A noter aussi l’épisode qu’a connu la plage de La Baule à la fin de ce mois de juin avec une forte arrivée d’algues vertes non toxiques, due à la chaleur et aux apports azotés des estuaires de la Loire et de la Vilaine.

 

"Ici commence la mer"

 

L’effort à faire ne concerne pas que les balades sur la plage, il se situe aussi dans chaque maison dont il convient de nettoyer les gouttières où les bactéries se développent si l’eau y stagne. Si La Baule, dispose de stations de traitement des eaux usées de ses habitants (75 000 habitants l’hiver, 350 000 l’été), elle n’a pas de réseau lui permettant de "nettoyer" ses eaux pluviales qui sont directement rejetées à la mer. D’où l’importance de ne pas les charger en détritus divers et variés.

"Ici commence la mer" peut-on lire près de grilles d’eaux pluviales. Comprenez : si vous jetez votre mégot ou tout autre déchet dans ces grilles, il passera hors de votre vue mais il ira directement à l’océan. Ces inscriptions alertant le quidam sur les conséquences d’un mauvais geste, la ville de Saint-Nazaire les a adoptées également. Depuis 2021, cette signalétique est apposée en divers lieux et 135 nouvelles plaques vont être ajoutées cet été sur les trottoirs, près des avaloirs d’eaux pluviales et des corbeilles. 

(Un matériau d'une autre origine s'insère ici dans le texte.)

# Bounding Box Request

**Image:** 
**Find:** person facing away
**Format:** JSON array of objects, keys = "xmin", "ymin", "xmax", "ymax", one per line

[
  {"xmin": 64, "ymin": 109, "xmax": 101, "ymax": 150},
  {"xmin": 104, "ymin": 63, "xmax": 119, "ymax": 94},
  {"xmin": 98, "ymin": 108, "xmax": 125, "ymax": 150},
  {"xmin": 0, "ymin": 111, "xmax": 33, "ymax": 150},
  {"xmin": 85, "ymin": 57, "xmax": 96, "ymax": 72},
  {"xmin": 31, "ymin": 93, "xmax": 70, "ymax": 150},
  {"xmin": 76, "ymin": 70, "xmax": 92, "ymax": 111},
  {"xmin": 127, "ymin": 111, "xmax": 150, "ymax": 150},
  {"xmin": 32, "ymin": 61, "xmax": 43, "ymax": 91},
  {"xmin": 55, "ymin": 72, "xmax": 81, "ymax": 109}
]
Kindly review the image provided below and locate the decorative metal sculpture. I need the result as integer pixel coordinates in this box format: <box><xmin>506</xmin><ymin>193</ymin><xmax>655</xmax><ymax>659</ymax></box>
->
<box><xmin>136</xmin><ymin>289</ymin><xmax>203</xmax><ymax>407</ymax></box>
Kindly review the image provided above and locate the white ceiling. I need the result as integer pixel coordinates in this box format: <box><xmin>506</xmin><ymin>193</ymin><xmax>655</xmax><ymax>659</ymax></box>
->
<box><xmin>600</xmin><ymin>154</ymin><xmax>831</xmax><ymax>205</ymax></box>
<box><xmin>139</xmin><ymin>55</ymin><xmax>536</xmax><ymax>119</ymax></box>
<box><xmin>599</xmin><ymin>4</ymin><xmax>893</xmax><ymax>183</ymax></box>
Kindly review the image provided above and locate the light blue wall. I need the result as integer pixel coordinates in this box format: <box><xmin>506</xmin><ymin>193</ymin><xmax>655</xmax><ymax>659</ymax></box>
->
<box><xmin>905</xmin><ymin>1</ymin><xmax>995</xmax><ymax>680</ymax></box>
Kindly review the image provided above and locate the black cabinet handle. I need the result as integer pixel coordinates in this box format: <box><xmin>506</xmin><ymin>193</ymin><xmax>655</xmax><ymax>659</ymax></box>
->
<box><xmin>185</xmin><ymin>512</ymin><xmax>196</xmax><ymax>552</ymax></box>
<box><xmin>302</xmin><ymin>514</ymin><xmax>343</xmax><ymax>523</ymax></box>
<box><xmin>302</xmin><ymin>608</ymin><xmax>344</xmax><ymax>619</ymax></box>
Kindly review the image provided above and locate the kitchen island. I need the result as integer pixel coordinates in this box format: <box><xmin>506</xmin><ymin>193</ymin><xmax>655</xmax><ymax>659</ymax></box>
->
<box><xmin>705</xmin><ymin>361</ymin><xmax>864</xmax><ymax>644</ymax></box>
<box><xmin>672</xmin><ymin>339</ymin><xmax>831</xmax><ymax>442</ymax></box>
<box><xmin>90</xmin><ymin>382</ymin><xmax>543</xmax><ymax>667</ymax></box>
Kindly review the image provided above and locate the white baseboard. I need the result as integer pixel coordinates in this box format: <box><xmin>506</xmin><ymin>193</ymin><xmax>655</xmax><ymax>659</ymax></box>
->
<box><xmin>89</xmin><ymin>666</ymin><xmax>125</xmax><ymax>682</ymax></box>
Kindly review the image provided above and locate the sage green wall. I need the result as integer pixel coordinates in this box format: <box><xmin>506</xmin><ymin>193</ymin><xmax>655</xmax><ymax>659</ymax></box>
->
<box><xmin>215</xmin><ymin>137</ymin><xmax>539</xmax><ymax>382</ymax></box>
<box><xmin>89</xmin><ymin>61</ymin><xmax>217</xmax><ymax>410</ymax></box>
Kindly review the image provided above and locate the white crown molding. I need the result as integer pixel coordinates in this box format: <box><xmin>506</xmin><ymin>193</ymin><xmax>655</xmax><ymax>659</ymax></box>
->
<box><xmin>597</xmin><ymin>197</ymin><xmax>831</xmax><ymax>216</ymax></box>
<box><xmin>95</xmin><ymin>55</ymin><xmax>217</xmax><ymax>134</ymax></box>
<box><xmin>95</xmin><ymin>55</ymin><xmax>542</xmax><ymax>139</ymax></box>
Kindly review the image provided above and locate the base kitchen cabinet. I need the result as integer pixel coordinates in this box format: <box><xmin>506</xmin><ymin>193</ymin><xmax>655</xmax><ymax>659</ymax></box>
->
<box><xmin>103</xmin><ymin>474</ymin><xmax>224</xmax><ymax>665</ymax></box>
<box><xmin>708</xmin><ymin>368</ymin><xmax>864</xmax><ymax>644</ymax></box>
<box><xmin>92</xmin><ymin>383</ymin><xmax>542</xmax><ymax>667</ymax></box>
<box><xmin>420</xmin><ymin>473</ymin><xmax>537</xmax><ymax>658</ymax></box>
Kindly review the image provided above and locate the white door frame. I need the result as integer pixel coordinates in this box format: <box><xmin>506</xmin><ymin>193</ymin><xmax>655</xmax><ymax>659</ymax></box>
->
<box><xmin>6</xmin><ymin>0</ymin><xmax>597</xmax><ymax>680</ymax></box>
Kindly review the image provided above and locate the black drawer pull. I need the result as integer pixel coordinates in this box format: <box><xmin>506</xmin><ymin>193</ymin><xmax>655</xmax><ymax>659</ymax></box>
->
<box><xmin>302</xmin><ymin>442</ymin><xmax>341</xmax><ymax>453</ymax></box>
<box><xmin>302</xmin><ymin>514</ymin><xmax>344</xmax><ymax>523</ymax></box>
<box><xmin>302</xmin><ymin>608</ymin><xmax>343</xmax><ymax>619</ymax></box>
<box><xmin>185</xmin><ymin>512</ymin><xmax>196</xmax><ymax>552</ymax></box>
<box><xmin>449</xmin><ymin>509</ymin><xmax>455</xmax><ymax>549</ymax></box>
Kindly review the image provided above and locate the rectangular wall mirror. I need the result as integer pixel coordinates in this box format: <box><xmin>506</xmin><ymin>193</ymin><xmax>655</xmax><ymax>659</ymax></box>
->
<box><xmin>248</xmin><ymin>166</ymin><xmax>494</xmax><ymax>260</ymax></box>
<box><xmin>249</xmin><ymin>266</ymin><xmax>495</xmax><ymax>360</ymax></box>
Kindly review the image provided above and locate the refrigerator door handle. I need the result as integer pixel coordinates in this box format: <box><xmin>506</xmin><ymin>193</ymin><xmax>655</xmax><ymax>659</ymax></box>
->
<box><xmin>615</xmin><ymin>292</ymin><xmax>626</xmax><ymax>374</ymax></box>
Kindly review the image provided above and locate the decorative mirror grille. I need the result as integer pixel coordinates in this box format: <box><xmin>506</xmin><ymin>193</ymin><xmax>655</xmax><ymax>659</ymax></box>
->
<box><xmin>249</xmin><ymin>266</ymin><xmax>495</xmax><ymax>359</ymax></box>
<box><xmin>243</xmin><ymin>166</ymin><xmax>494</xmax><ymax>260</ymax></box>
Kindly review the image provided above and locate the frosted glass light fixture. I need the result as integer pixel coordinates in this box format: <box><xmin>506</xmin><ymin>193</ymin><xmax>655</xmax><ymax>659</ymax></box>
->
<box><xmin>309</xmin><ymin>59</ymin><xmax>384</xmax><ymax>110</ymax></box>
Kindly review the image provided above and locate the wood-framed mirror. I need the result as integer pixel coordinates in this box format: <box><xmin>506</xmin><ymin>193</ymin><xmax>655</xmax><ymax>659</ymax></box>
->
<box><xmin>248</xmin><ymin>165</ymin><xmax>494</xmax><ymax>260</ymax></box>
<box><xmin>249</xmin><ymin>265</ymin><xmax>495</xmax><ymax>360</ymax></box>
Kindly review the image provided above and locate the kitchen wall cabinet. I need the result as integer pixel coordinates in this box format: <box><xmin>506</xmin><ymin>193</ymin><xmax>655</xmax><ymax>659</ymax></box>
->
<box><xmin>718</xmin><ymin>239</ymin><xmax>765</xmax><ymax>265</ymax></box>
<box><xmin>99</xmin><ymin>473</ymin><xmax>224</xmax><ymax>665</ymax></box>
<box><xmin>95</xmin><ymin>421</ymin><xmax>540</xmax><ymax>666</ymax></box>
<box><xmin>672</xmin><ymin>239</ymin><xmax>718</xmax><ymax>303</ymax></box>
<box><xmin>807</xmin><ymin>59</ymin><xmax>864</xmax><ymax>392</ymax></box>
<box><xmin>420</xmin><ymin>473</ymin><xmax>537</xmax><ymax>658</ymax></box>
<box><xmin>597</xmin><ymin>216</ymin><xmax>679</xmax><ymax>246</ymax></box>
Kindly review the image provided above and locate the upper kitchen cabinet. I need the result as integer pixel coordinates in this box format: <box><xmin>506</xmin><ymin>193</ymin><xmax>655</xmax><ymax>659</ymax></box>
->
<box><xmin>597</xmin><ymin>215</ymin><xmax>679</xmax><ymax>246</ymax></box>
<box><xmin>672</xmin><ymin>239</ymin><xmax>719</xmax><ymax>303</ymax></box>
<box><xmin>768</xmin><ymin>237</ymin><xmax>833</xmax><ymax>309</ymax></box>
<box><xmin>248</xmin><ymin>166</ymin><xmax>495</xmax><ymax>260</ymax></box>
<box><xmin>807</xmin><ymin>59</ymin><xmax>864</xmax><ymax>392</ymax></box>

A Saint-Nazaire, on a aussi interdit tous les animaux domestiques sur les plages surveillées ouvertes à la baignade.

La plage de Porcé un temps interdite à la baignade

Le nettoyage des réseaux d’eaux pluviales qui sont situés près des plages est effectué avant la saison estivale, nous assure-t-on. Une campagne de vérification du bon raccordement des logements aux réseaux, eaux pluviales, eaux usées, a aussi été lancé sur l'agglomération. 15% de raccordements non conformes ont été détectés.

"Une amélioration notable de la qualité de l’eau de la Grande plage de Saint-Nazaire a été vérifiée, souhaite préciser la communauté d'agglomération. Le classement est passé d’insuffisant à suffisant entre 2021 et 2022. Toutes les semaines, entre juin et septembre, la Ville de Saint-Nazaire effectue des prélèvements afin de contrôler la qualité des eaux de baignade des six plages surveillées de la Ville."

Mais toutes ces précautions n'ont pas empêché une inquiétude sur le site de la plage de Porcé, à l'ouest de la ville. Elle a été fermée à la baignade par précaution durant quelques jours.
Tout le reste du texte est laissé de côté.